Tuesday 12 June 2007

Surprisingly, Little Works at Lexus Dealership's Luxury-Based Facilities


Lexus of Orlando
Service Department
305 N Semoran Blvd
Winter Park, FL USA 32792

www.lexusoforlando.com

NOTE: This is our first review of this location. To read a review of our return visit, please click here.

Where is it?

From the main entrance: Head in through the main doors, go around the cashier desk located in the center of the lobby, past the classy-looking cafe, and walk towards the drop-off entrance. Before you get to the doors, look left and you'll see the bathrooms.

From the drop-off entrance: Pass through the double doors leading to the customer lounge, cashier and cafe and look to your immediate right. The bathrooms are there.

What's it like?

This is a classy, debonair-looking public bathroom that's covered in tan-colored marbel tiles and understated decor like fake flowers that look real and framed pictures of landscapes and other serene scenes (not car ads, to my surprise). The decor gives the place a feel of cool isolation and makes you feel miles away from the service area and garage, which are essentially right outside. The thick, black-metal stall dividers and doors further the fortruss-like feel, and the stately automatic faucets, soap dispensers and towel dispensers are just icing on the cake.

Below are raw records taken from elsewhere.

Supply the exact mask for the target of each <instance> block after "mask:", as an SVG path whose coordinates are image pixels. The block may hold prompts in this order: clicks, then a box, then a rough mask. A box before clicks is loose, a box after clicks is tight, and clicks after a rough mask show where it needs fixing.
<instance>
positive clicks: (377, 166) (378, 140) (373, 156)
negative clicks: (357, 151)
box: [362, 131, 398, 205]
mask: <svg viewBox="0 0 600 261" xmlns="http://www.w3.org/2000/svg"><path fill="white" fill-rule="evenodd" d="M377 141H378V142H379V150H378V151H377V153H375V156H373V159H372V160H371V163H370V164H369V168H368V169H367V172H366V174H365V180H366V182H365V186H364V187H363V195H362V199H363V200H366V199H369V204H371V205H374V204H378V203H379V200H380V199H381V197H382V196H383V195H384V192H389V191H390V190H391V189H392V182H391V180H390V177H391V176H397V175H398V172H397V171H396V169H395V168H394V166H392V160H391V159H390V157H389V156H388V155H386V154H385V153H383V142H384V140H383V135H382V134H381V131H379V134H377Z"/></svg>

Having said that, two of the toilets were not working upon my visit, one urinal and one sit-down commode. This I found to be very ironic. This is a luxury car dealer's service department, after all, and people look at the place as a spot of surefire stability, a place where money does indeed buy quality. When you can't get the basics right, you start wondering what else they haven't got right. Lexus or not, it's a major oversight on the management's side. In fact, it makes the place look cheap and shoddy. Hell, if I want to visit an out-of-order toilet, I'll head to a Hyundai dealership, or Daewoo, or even Chevy. But not Lexus. At Lexus, as the slogan says, I expect "nothing better."

Marks out of 10:

6. Would have been higher were it not for the two "Out of Service" signs found on those two toilets -- and the social ramifications they implied thereafter.

Comments to the Management:

Come on, Lexus, your customers (people with money to burn on automobiles that are essentially just expensive Toyotas) expect your public bathroom facilities to be in top working order upon arrival. Imagine the letdown they felt when they weren't.

Worse still, what if there had been a mad rush for the toilet? Two wealthy people (or at least those pretending to be wealthy -- they could have been lease participants) would have been out of luck -- and who would cover their wash bills? Would you? Doubtful!